Automates desktop GUI workflows via computer use API with screenshot capture
---
name: computer-control
description: Automates desktop GUI workflows via computer use API with screenshot capture
version: 1.9.8
triggers:
- scripting GUI interactions or recording browser sessions for tutorials
metadata: {"openclaw": {"homepage": "https://github.com/athola/claude-night-market/tree/master/plugins/phantom", "emoji": "\ud83e\udd9e"}}
source: claude-night-market
source_plugin: phantom
---
> **Night Market Skill** — ported from [claude-night-market/phantom](https://github.com/athola/claude-night-market/tree/master/plugins/phantom).
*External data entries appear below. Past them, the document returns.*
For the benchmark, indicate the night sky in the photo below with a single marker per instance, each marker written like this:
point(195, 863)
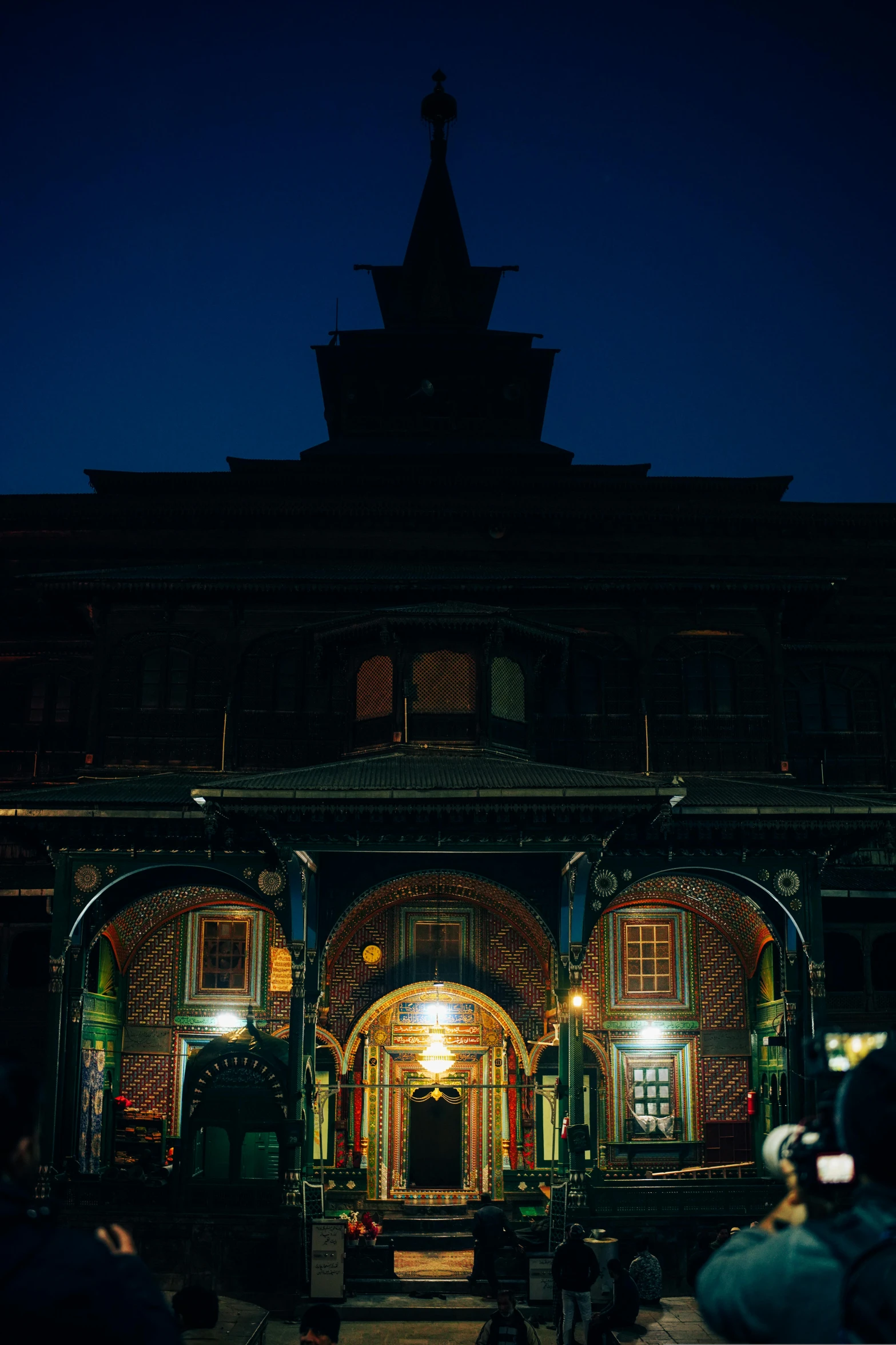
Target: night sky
point(700, 198)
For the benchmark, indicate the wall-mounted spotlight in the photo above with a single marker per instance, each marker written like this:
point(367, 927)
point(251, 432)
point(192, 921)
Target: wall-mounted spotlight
point(652, 1032)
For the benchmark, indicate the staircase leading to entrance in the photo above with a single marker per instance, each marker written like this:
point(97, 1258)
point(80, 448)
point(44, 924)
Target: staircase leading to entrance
point(433, 1259)
point(430, 1228)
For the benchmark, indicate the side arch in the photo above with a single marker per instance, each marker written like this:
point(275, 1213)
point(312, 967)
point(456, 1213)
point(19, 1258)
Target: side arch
point(131, 927)
point(739, 919)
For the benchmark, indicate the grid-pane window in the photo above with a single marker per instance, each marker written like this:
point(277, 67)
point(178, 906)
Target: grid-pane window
point(445, 684)
point(374, 689)
point(285, 679)
point(508, 691)
point(652, 1091)
point(38, 701)
point(178, 680)
point(648, 950)
point(151, 681)
point(63, 700)
point(437, 946)
point(225, 951)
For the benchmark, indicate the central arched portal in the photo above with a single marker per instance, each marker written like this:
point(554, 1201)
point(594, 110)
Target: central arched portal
point(436, 1140)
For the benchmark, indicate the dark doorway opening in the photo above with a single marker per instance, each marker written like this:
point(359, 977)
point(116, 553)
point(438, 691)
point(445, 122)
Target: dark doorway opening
point(435, 1141)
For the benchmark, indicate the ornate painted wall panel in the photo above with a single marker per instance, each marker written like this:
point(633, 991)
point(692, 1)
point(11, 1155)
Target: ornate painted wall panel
point(152, 978)
point(724, 1089)
point(722, 981)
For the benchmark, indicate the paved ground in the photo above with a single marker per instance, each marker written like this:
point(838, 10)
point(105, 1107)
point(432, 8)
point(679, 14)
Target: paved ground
point(675, 1320)
point(672, 1320)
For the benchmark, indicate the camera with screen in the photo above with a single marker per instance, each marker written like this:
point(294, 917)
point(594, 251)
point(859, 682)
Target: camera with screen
point(824, 1172)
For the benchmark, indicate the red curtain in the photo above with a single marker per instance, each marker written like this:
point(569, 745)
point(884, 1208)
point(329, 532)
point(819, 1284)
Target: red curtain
point(512, 1068)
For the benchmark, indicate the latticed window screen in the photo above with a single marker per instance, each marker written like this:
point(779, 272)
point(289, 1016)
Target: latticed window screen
point(225, 947)
point(374, 689)
point(38, 700)
point(445, 683)
point(178, 680)
point(437, 946)
point(508, 691)
point(151, 681)
point(648, 959)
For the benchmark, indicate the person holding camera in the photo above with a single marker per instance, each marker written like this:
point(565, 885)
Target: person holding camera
point(802, 1278)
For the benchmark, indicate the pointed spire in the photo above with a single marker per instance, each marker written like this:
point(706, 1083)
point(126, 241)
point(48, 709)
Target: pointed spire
point(437, 287)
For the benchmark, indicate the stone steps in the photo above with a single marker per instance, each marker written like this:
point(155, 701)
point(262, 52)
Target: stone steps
point(394, 1304)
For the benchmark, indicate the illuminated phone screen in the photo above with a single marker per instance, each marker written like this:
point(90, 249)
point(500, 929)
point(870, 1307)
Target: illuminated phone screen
point(835, 1169)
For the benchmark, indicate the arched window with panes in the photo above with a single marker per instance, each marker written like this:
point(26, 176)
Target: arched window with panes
point(507, 701)
point(835, 733)
point(443, 697)
point(375, 701)
point(710, 704)
point(164, 680)
point(164, 704)
point(591, 715)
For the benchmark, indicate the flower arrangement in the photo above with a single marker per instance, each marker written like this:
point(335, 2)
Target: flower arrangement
point(360, 1227)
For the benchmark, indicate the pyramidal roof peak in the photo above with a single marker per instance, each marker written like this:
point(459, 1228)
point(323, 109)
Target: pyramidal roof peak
point(437, 288)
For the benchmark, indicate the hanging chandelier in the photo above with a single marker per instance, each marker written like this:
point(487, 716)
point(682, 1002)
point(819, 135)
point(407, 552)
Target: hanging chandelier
point(437, 1058)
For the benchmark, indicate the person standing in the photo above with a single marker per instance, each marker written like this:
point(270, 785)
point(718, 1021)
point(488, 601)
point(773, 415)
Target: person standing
point(647, 1274)
point(491, 1232)
point(320, 1325)
point(58, 1284)
point(795, 1278)
point(625, 1308)
point(575, 1269)
point(507, 1327)
point(699, 1255)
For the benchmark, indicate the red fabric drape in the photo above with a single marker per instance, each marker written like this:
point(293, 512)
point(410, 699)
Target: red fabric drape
point(512, 1066)
point(358, 1109)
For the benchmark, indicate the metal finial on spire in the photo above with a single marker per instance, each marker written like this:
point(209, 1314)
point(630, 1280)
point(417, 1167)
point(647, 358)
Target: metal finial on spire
point(439, 108)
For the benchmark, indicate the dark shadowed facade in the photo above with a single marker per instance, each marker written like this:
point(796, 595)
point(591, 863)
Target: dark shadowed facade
point(613, 753)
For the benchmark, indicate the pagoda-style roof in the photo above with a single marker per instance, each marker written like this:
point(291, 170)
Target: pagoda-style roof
point(436, 772)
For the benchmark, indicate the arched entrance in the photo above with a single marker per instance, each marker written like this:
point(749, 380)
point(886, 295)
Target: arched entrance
point(435, 1141)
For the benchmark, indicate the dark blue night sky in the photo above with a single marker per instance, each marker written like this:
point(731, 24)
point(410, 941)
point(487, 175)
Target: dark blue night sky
point(700, 198)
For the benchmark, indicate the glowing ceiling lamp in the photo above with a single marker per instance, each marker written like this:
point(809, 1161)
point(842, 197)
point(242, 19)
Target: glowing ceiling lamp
point(652, 1032)
point(437, 1058)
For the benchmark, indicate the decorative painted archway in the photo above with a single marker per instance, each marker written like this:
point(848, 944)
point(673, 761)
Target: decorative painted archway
point(133, 925)
point(395, 1031)
point(730, 911)
point(449, 887)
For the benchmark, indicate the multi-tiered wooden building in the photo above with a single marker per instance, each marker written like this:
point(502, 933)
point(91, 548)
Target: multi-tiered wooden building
point(613, 752)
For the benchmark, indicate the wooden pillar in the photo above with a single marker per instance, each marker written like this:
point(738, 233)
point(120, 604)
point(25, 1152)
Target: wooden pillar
point(55, 1040)
point(779, 720)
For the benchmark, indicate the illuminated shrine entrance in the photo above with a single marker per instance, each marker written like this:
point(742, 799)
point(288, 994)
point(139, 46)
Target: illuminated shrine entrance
point(425, 1149)
point(435, 1140)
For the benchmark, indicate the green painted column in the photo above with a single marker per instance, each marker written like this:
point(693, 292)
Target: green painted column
point(51, 1141)
point(309, 1022)
point(563, 1074)
point(575, 1029)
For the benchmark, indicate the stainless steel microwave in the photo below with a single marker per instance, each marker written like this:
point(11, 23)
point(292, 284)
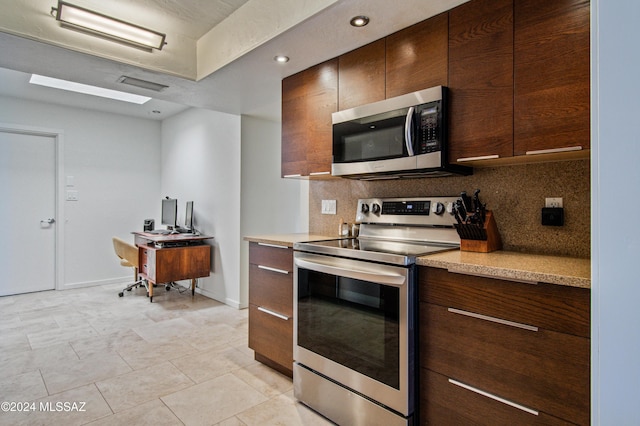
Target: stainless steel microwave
point(405, 136)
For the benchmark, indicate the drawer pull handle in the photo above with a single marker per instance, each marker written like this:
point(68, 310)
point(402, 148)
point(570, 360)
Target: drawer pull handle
point(484, 157)
point(275, 314)
point(493, 319)
point(494, 397)
point(268, 268)
point(554, 150)
point(272, 245)
point(454, 270)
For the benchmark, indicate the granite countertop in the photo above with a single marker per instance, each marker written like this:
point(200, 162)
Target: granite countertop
point(515, 266)
point(574, 272)
point(287, 239)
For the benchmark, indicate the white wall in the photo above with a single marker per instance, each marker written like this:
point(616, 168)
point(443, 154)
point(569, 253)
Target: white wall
point(201, 163)
point(115, 163)
point(270, 204)
point(615, 202)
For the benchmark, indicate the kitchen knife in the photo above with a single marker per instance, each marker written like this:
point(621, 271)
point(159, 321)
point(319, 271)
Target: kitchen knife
point(466, 200)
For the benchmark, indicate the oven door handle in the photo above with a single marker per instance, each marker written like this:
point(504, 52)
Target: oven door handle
point(372, 272)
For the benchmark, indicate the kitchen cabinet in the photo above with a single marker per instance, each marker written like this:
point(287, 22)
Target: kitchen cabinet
point(417, 57)
point(481, 80)
point(502, 352)
point(552, 75)
point(271, 305)
point(308, 100)
point(361, 76)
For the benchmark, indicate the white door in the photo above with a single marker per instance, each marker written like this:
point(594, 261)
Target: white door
point(27, 212)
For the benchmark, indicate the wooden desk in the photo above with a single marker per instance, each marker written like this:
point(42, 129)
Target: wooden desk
point(172, 257)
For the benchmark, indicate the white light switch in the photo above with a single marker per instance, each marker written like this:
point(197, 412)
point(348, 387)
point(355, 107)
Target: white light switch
point(72, 195)
point(328, 206)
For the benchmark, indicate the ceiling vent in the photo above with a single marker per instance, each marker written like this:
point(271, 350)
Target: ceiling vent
point(142, 83)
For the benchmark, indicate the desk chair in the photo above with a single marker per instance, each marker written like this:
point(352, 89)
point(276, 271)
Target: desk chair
point(128, 254)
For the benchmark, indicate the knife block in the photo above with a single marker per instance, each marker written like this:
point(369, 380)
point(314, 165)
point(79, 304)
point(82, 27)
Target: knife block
point(483, 239)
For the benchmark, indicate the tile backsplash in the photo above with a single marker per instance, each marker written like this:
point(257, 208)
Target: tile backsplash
point(516, 195)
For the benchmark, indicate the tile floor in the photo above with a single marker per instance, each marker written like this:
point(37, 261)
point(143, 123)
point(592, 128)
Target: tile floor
point(86, 356)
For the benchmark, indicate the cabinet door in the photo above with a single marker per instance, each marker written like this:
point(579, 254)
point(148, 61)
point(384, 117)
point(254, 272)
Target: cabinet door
point(481, 80)
point(362, 76)
point(417, 57)
point(308, 100)
point(294, 117)
point(552, 65)
point(321, 101)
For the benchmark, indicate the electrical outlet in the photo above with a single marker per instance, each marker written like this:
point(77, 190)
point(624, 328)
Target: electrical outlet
point(328, 206)
point(553, 202)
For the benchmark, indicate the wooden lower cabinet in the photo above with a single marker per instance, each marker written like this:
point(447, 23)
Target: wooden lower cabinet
point(271, 305)
point(499, 352)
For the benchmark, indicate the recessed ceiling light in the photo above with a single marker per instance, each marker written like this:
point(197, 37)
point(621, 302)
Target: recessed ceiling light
point(359, 21)
point(87, 89)
point(281, 59)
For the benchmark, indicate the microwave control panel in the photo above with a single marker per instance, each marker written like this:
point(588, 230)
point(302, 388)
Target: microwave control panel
point(429, 125)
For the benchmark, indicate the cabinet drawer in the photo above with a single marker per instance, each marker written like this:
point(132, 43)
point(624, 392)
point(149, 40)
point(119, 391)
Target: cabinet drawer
point(271, 289)
point(271, 336)
point(549, 306)
point(451, 404)
point(541, 369)
point(271, 256)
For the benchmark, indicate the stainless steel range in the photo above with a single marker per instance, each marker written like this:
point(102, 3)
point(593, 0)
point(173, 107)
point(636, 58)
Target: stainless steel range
point(355, 311)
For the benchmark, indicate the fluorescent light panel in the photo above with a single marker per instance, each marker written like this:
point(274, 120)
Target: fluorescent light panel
point(87, 89)
point(94, 22)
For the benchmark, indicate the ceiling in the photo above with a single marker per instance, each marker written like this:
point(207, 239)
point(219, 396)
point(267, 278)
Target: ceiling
point(229, 47)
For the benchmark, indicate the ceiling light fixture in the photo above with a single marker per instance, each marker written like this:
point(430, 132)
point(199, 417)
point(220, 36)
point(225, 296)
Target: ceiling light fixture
point(101, 25)
point(87, 89)
point(359, 21)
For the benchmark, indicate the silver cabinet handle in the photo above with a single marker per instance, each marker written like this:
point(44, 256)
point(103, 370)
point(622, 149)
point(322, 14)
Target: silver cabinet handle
point(268, 268)
point(272, 245)
point(484, 157)
point(494, 397)
point(554, 150)
point(275, 314)
point(493, 319)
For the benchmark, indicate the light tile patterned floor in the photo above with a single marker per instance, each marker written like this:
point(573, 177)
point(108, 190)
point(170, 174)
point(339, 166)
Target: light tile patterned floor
point(86, 356)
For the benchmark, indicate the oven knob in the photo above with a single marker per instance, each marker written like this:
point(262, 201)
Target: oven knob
point(438, 208)
point(450, 208)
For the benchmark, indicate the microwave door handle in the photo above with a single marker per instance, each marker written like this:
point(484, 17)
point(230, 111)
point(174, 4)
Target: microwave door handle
point(408, 137)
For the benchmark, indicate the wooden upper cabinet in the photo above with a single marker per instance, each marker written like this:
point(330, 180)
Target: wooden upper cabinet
point(361, 76)
point(294, 116)
point(481, 79)
point(321, 102)
point(552, 82)
point(417, 57)
point(308, 100)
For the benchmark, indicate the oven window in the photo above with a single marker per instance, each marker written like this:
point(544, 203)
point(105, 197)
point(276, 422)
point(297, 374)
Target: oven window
point(354, 323)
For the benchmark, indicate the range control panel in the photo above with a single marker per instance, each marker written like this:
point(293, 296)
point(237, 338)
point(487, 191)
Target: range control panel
point(428, 211)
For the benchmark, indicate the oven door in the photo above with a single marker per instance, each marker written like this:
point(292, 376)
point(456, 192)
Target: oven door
point(354, 323)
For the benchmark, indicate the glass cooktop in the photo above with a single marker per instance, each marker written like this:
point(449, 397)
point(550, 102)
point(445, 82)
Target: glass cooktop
point(386, 251)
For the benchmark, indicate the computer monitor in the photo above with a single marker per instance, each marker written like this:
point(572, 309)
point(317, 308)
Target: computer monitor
point(169, 212)
point(188, 216)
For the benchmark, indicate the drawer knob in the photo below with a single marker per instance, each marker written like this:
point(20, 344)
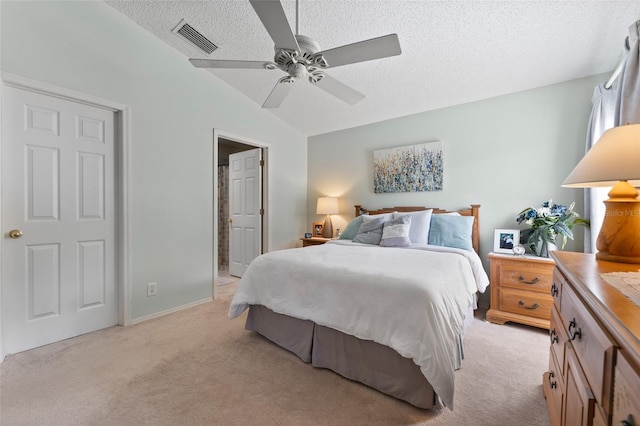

For the full experience with agents, hooks, and commands, install the Claude Code plugin.
# Computer Control Skill
Use Claude's Computer Use API to see and control desktop
environments through screenshots and mouse/keyboard actions.
## When To Use
- Automating GUI-based workflows that lack CLI alternatives
- Testing web applications through visual interaction
- Filling forms, navigating menus, or interacting with desktop apps
- Building automation pipelines that need visual verification
## When NOT To Use
- Tasks achievable through CLI or API (no GUI needed)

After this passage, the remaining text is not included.